The effects were also consistent across renal components: doubling of serum creatinine level, HR, 0.60; 95% CI, 0.48-0.76; P<.001 and the exploratory outcome of dialysis, kidney transplantation, or renal death, HR, 0.72; 95% CI, 0.54-0.97. Results were nearly identical in sensitivity analyses that included imputation of missing data (HR, 0.69; 95% CI, 0.59-0.82) or after adjustment for competing risks (HR, 0.70; 95% CI, 0.59-0.82).
When the secondary outcomes were tested in a hierarchical fashion, patients in the canagliflozin group also had a lower risk of several of prespecified outcomes, including composites of cardiovascular death or hospitalization for heart failure (HR, 0.69; 95% CI, 0.57-0.83; P<.001), cardiovascular death, MI, or stroke (HR, 0.80; 95% CI, 0.67-0.95; P=.01), and hospitalization for heart failure (HR, 0.61; 95% CI, 0.47-0.80; P<.001). In the canagliflozin group, the relative risk of the composite of ESRD, doubling of serum creatinine, or renal death was lower by 34% (HR, 0.66; 95% CI, 0.53-0.81; P<.001).
There were no significant differences between the two groups in the risk of cardiovascular death. The differences in all subsequent outcomes in the hierarchical testing sequence were not formally tested.
The rates of adverse events and serious adverse events were similar overall in the two groups. There were no significant differences in the risk of lower limb amputation: 12.3 per 1000 patient-years in the canagliflozin group versus 11.2 per 1000 patient-years in the placebo group (HR, 1.11; 95% CI, 0.79-1.56). The rates of fracture were also similar in the two groups (HR, 0.98; 95% CI, 0.70-1.37).
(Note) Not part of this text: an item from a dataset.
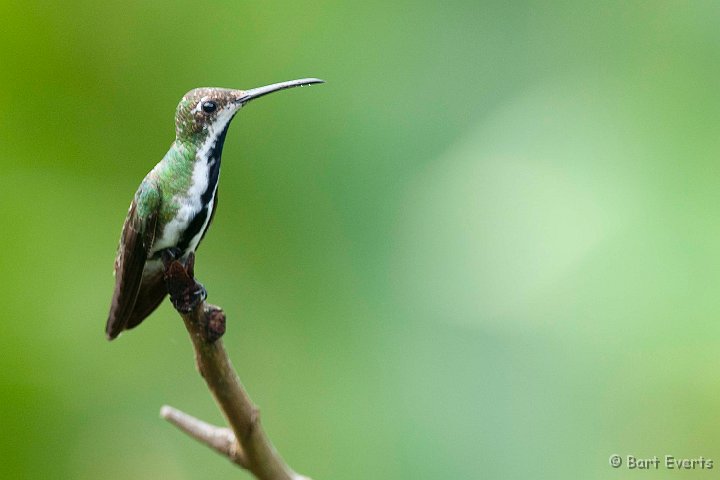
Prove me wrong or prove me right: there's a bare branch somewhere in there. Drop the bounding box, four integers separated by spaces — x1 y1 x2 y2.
160 405 248 468
163 251 310 480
The rates of diabetic ketoacidosis were low overall, but higher in the canagliflozin group compared with the placebo group (2.2 per 1000 patient-years vs 0.2 per 1000 patient-years).
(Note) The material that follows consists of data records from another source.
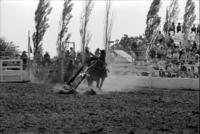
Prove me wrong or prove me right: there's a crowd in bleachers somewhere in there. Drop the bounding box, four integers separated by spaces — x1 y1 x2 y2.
150 23 200 78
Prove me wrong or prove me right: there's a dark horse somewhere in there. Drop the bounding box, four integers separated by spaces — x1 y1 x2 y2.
86 50 107 89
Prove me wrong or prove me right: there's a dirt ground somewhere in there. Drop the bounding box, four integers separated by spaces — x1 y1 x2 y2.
0 83 200 134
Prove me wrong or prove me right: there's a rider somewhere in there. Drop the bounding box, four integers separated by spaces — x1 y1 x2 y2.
68 47 99 85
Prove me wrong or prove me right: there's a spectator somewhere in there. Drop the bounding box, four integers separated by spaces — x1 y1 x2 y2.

The researchers cited some limitations to the study, including stopping the trial early at a planned interim analysis, not measuring off-treatment eGFR levels in patients who had completed the trial, and excluding patients with very advanced kidney disease (eGFR <30 mL/min/1.73 m2).
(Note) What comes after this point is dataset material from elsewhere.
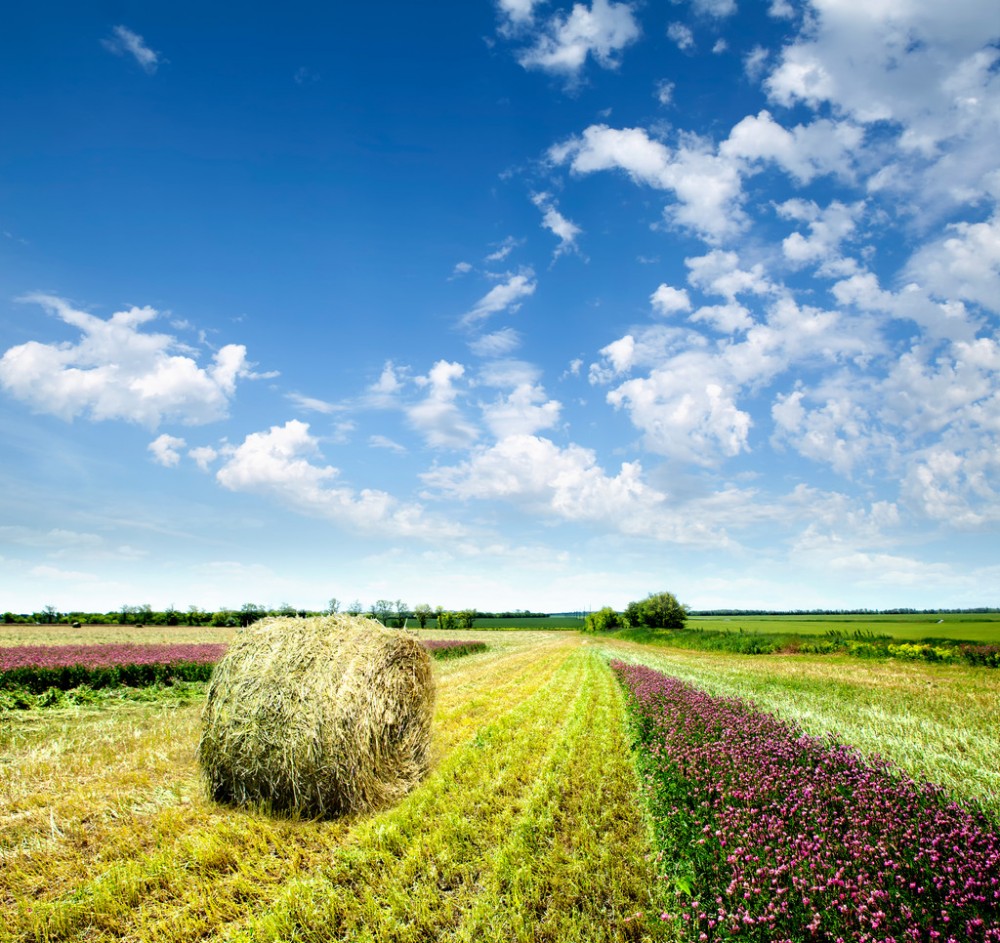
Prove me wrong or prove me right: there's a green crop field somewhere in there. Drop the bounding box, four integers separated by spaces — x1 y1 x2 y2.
0 627 1000 943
The researchers said, “In conclusion, among patients with type 2 diabetes and kidney disease, those in the canagliflozin group had a lower risk of kidney failure and cardiovascular events than those in the placebo group at a median follow-up of 2.62 years.”
- The CREDENCE trial was designed to examine the effects of the sodium-glucose cotransporter 2 inhibitor canagliflozin on renal outcomes in patients with type 2 diabetes and albuminuric chronic kidney disease.
- The primary outcome of interest was a composite of end-stage renal disease, a doubling of serum creatinine level, or death from renal or cardiovascular causes.
- At a median follow-up of 2.62 years, the relative risk among patients in the canagliflozin group for the primary outcome was 30% lower than in the placebo group. There were no significant differences in the rates of amputation or fracture between the two groups.